Bloom Filters: A Powerful Tool
(credit: image source)
BloomFilter is a new Ruby library (available as a gem - gem install bloomfilter) by Bryan Duxbury that provides operations to create and query "bloom filters", an extremely space-efficient "probablistic data structure" that makes it quick and easy to test set membership. This all sounds incredibly geeky and uninteresting until you discover how bloom filters can be used to make things like ultra-fast, low-overhead spell checkers, spam filters, stop word removers, and other tools that require checking two sets of data against each other. Bryan's use for bloom filters (and BloomFilter) was to search a big list of 500 million hashes against a set of 40 million hashes. Given the size of each hash, coupled with the large quantity, a major, memory hungry task was looming. Bloom filters enabled the task to reduce from a 20 day running time to just 8 hours.
BloomFilter is partially influenced and based on a library I wrote a couple of months ago called BloominSimple (not available as a gem, but the code is simple). In my case I wrote BloominSimple to perform super-fast stop word removal (removing short, meaningless words from content). Using a "traditional" array based technique proved too slow on large collections of text, but with a bloom filter solution the time was reduced by an order of magnitude. Another library called sBloomFilter that uses C is also available, although I'm unfamiliar with its feature set.
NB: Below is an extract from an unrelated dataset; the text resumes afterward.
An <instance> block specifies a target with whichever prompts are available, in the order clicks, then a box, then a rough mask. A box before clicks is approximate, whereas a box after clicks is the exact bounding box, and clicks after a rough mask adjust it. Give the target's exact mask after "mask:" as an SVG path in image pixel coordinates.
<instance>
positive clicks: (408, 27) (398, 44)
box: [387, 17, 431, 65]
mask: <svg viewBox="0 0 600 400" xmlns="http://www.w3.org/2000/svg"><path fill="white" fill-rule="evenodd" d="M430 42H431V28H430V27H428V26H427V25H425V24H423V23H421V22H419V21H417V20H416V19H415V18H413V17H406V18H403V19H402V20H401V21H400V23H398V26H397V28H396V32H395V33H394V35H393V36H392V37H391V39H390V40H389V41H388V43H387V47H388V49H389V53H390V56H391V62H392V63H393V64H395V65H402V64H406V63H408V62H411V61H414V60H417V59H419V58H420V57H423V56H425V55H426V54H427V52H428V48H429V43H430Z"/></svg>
Bloom filters are useful to have in your programming arsenal, so if you're not already familiar with them, there might be a way to significantly improve performance on some of your heavier comparison routines.
September 13, 2007 at 12:32 am
It sounds awesome. Maybe I will try when time's right.
September 24, 2007 at 11:42 am
It is a very simple algorithm. In the image, s is the string, g's are some hashing functions whose output is a bit position in the array.
insertion -
s is passed to all the g's and their output is marked as 1 in the array
searching
s is passed to all the g's and their output position is queried. If all the positions have 1, then the string was inserted once, and is a positive.
Disadvantage is false positives, if many strings are inserted, some of combined the 1's may represent a string not yet inserted.